You have creative freedom: As opportunities emerge, you are able to take action and take advantage — without having to vet your choices with investors who have their own motivations.
You take a long-range view: Decisions are made based on what is most beneficial to reaching your goals versus what is easiest, cheapest, or trendiest.
Disadvantages of bootstrapping
Yes, I am pro-bootstrap. But I know it is not for everyone. Bootstrapping requires you to confront convention. You need to believe deeply in what you want to achieve, have laser focus, and show exceptional dedication.
You are responsible: Yes, this one is both a pro and a con. You are the one accountable for your successes and failures. It is a weighty privilege to be answerable.
You work hard: Bootstrappers give everything they have and more. And even then, you may not have very much to show for it financially. But there are other metrics of growth that can provide lots of lessons.
You may not earn money: This is a practical constraint. Be prepared not to take a paycheck for a while or to accumulate reasonable debt. Most startups should have at least a year or two of runway.

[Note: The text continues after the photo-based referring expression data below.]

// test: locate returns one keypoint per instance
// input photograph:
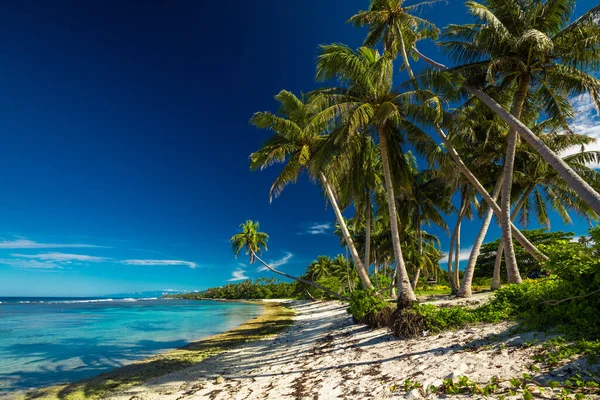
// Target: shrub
(363, 303)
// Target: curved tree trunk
(496, 282)
(334, 294)
(368, 235)
(575, 182)
(415, 281)
(406, 62)
(523, 241)
(509, 163)
(465, 286)
(405, 292)
(364, 276)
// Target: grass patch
(275, 319)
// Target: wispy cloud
(277, 263)
(238, 275)
(189, 264)
(30, 264)
(586, 122)
(30, 244)
(61, 257)
(463, 255)
(317, 228)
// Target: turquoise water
(49, 341)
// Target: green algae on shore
(275, 319)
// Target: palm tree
(251, 239)
(359, 176)
(344, 270)
(254, 241)
(422, 202)
(365, 104)
(296, 138)
(528, 44)
(539, 187)
(585, 240)
(394, 24)
(322, 266)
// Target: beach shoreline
(275, 317)
(325, 355)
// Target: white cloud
(61, 257)
(317, 229)
(30, 264)
(160, 263)
(463, 255)
(277, 263)
(238, 275)
(30, 244)
(586, 122)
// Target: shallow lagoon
(49, 341)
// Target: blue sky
(126, 140)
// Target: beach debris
(414, 394)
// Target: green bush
(363, 303)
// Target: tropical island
(399, 150)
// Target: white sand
(325, 356)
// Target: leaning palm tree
(295, 140)
(422, 202)
(529, 44)
(366, 104)
(254, 242)
(322, 266)
(359, 176)
(540, 189)
(397, 27)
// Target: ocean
(46, 341)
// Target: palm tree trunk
(415, 281)
(498, 261)
(523, 241)
(457, 257)
(368, 233)
(393, 288)
(334, 294)
(463, 208)
(465, 286)
(509, 163)
(405, 292)
(406, 62)
(420, 237)
(364, 276)
(575, 182)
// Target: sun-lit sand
(325, 356)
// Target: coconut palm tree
(396, 26)
(254, 242)
(422, 202)
(366, 104)
(359, 176)
(295, 140)
(250, 239)
(528, 44)
(540, 188)
(322, 266)
(344, 270)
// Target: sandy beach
(325, 356)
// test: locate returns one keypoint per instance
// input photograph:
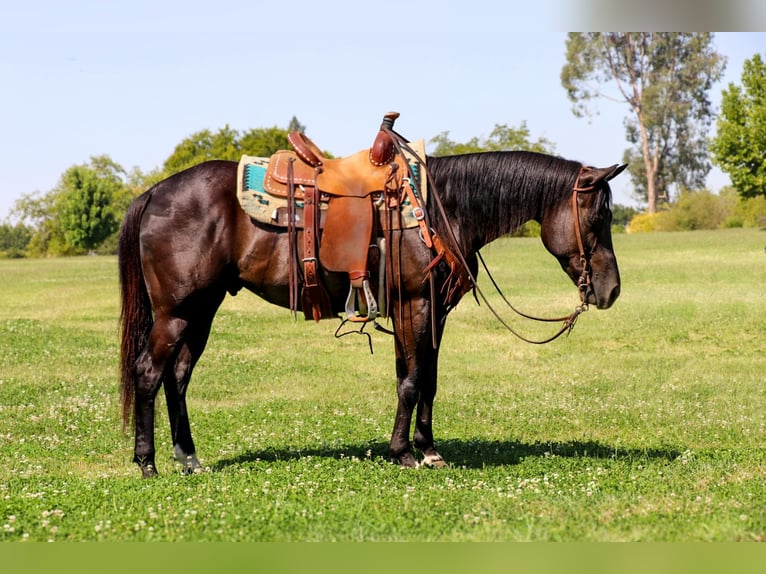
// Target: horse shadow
(466, 453)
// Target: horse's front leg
(424, 436)
(416, 369)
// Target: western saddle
(353, 188)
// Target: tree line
(663, 78)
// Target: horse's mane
(492, 193)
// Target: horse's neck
(480, 214)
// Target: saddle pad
(266, 208)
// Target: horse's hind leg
(159, 351)
(194, 343)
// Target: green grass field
(648, 423)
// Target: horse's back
(189, 230)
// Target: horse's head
(577, 231)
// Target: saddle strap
(315, 301)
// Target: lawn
(647, 423)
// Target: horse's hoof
(433, 461)
(406, 460)
(148, 471)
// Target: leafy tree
(665, 79)
(87, 196)
(226, 143)
(14, 239)
(739, 147)
(501, 138)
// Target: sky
(131, 80)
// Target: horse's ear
(615, 171)
(592, 175)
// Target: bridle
(583, 283)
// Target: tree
(501, 138)
(14, 239)
(226, 143)
(665, 79)
(739, 147)
(87, 195)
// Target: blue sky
(132, 80)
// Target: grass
(647, 423)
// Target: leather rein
(583, 282)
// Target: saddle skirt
(262, 189)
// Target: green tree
(87, 197)
(226, 143)
(14, 239)
(665, 79)
(739, 147)
(502, 138)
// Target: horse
(186, 242)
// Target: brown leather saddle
(352, 187)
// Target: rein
(582, 284)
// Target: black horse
(186, 242)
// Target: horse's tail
(136, 311)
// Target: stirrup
(372, 305)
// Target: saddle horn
(383, 151)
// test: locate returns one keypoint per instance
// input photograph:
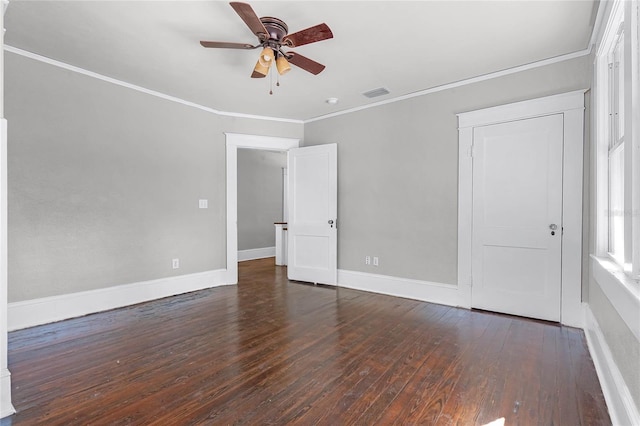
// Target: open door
(312, 224)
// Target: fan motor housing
(276, 27)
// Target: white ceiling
(403, 46)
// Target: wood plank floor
(269, 351)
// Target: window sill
(622, 291)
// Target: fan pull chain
(271, 83)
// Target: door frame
(571, 105)
(233, 142)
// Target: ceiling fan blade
(226, 45)
(305, 63)
(245, 11)
(310, 35)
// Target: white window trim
(631, 262)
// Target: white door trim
(571, 105)
(233, 142)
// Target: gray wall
(398, 171)
(104, 182)
(259, 196)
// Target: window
(615, 188)
(617, 112)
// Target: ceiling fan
(273, 36)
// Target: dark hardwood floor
(269, 351)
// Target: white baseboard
(622, 409)
(444, 294)
(252, 254)
(6, 409)
(34, 312)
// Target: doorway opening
(235, 141)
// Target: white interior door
(312, 233)
(517, 217)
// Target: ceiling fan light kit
(273, 36)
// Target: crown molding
(424, 92)
(170, 98)
(459, 83)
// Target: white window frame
(620, 13)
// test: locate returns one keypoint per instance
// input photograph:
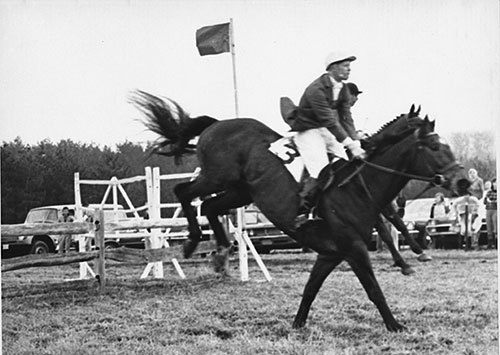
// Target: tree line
(43, 174)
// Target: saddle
(288, 110)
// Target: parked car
(36, 244)
(42, 244)
(445, 233)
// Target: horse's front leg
(384, 233)
(185, 193)
(391, 215)
(359, 261)
(212, 209)
(322, 268)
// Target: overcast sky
(67, 67)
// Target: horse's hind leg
(322, 268)
(215, 207)
(396, 256)
(360, 263)
(186, 192)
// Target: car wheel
(110, 246)
(40, 247)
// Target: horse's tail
(171, 123)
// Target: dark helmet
(353, 89)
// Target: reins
(435, 180)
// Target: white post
(242, 248)
(242, 245)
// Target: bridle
(436, 180)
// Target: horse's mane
(393, 131)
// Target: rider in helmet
(324, 124)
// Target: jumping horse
(238, 167)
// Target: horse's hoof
(396, 327)
(189, 247)
(220, 261)
(424, 257)
(407, 271)
(298, 324)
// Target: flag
(213, 39)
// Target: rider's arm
(325, 115)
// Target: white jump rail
(156, 238)
(239, 232)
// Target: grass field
(450, 306)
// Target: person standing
(324, 124)
(477, 184)
(65, 239)
(466, 209)
(490, 200)
(440, 208)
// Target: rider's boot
(310, 194)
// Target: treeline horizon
(42, 174)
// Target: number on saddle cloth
(285, 149)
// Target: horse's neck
(384, 186)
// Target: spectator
(487, 187)
(440, 208)
(466, 208)
(490, 200)
(477, 186)
(65, 239)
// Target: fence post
(99, 237)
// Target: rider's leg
(312, 148)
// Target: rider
(324, 124)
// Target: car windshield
(418, 210)
(39, 216)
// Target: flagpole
(242, 247)
(233, 57)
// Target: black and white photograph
(249, 177)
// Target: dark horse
(237, 166)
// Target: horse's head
(393, 131)
(433, 157)
(430, 157)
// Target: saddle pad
(287, 151)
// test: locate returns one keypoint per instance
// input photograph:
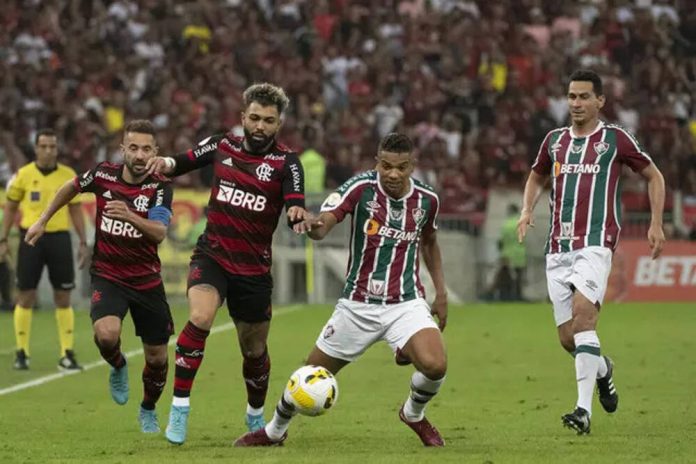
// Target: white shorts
(586, 269)
(354, 326)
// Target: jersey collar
(600, 126)
(408, 194)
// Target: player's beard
(257, 145)
(136, 170)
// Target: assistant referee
(30, 191)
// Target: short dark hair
(141, 126)
(587, 75)
(47, 132)
(396, 143)
(266, 94)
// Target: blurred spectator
(445, 71)
(313, 163)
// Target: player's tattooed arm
(433, 261)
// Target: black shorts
(149, 308)
(248, 297)
(53, 249)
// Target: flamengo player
(133, 212)
(254, 178)
(585, 162)
(393, 219)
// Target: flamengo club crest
(263, 172)
(418, 214)
(601, 148)
(141, 202)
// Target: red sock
(189, 355)
(154, 379)
(256, 373)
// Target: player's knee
(62, 299)
(202, 319)
(26, 298)
(253, 353)
(435, 369)
(106, 334)
(156, 360)
(568, 344)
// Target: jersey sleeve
(629, 151)
(434, 211)
(543, 162)
(16, 188)
(199, 156)
(161, 204)
(343, 200)
(86, 182)
(293, 182)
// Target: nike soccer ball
(312, 390)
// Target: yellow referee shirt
(34, 190)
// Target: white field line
(58, 375)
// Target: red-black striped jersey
(121, 253)
(247, 197)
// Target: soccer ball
(312, 390)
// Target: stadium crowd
(476, 83)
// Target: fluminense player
(393, 223)
(133, 212)
(584, 162)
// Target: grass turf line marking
(59, 375)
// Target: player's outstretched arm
(432, 257)
(63, 196)
(656, 194)
(532, 191)
(78, 220)
(10, 214)
(318, 227)
(195, 158)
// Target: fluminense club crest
(418, 214)
(601, 148)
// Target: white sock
(252, 411)
(603, 368)
(180, 401)
(586, 366)
(282, 416)
(422, 390)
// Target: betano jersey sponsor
(385, 237)
(249, 192)
(585, 172)
(121, 254)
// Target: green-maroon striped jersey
(585, 198)
(385, 237)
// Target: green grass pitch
(508, 384)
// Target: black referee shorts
(53, 249)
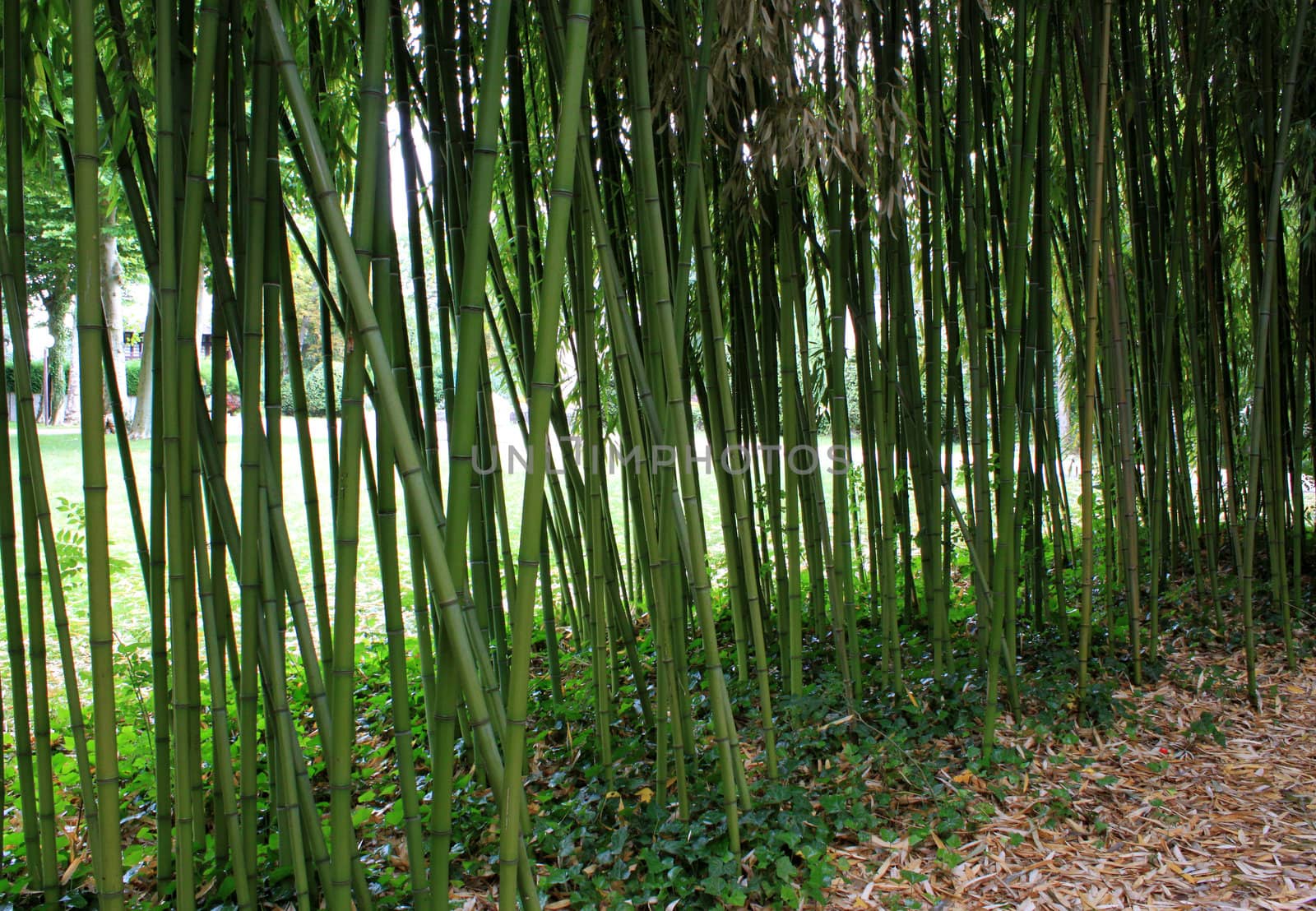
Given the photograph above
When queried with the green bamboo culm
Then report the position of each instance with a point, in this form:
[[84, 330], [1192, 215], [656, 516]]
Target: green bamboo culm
[[109, 881]]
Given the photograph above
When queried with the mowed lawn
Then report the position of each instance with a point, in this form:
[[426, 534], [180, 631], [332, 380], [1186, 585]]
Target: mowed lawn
[[61, 457]]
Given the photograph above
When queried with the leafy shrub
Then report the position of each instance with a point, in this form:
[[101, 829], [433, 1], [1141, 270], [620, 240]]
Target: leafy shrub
[[58, 376], [230, 377], [315, 382]]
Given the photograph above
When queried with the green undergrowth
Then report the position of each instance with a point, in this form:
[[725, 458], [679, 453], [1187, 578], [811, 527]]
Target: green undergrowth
[[846, 773]]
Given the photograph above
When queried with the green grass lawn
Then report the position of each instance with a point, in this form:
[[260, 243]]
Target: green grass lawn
[[61, 456]]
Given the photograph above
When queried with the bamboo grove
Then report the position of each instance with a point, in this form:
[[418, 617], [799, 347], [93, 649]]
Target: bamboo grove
[[892, 344]]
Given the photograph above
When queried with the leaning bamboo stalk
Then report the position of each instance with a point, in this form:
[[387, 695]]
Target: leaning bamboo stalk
[[109, 882]]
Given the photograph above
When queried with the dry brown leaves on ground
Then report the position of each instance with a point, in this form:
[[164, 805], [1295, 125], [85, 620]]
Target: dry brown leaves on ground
[[1164, 818]]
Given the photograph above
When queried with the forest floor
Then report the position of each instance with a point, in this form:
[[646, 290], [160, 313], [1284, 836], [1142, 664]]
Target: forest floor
[[1204, 805]]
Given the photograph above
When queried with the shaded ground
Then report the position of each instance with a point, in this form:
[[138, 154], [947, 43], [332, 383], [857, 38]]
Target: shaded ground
[[1164, 818]]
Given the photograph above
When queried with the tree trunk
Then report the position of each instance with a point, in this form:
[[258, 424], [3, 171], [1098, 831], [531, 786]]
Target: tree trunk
[[141, 427], [112, 302]]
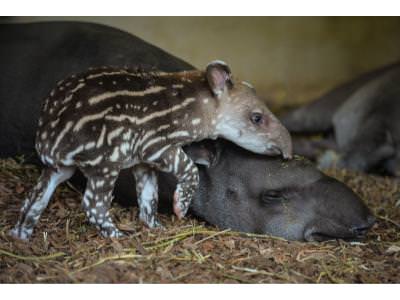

You need to seek advice: Venture firms often promise a network of advisors. Bootstrappers seek out advice and input from folks you trust. (The right cofounder is particularly helpful here.)
You need resilience: There will be hard challenges on your journey, no matter how you fund the business. But bootstrapping can be a bit more lonely. How you overcome and what you learn will strengthen you and the company.
Obviously there are certain industries and types of companies that need significant investment — infrastructure or research costs, for example. In those cases, self-funding might not be possible and the right investment partner can help hasten advances. That is why I always stress that bootstrapping is a mindset. You can adopt and operate from that mindset regardless of whether you raised money.
However, bootstrapping always keeps more options open, which is particularly helpful when you are building something new. And it can insulate you when markets change. When economic pressures squeeze, the truth becomes impossible to ignore. You cannot fake value.
Private company valuation is an ever-shifting mirage. A growth-at-any-cost approach that requires a bull market was bound to turn eventually. It always does.
Think about the majority of startups — the ones that sought out investment dollars and chased value over valuation. A few became lasting businesses (even if most still do not turn a profit). But we have and will continue to see the majority burn out, either in a fiery explosion or a slow smolder. Both endings hurt real people. And I cannot think of a greater con than that.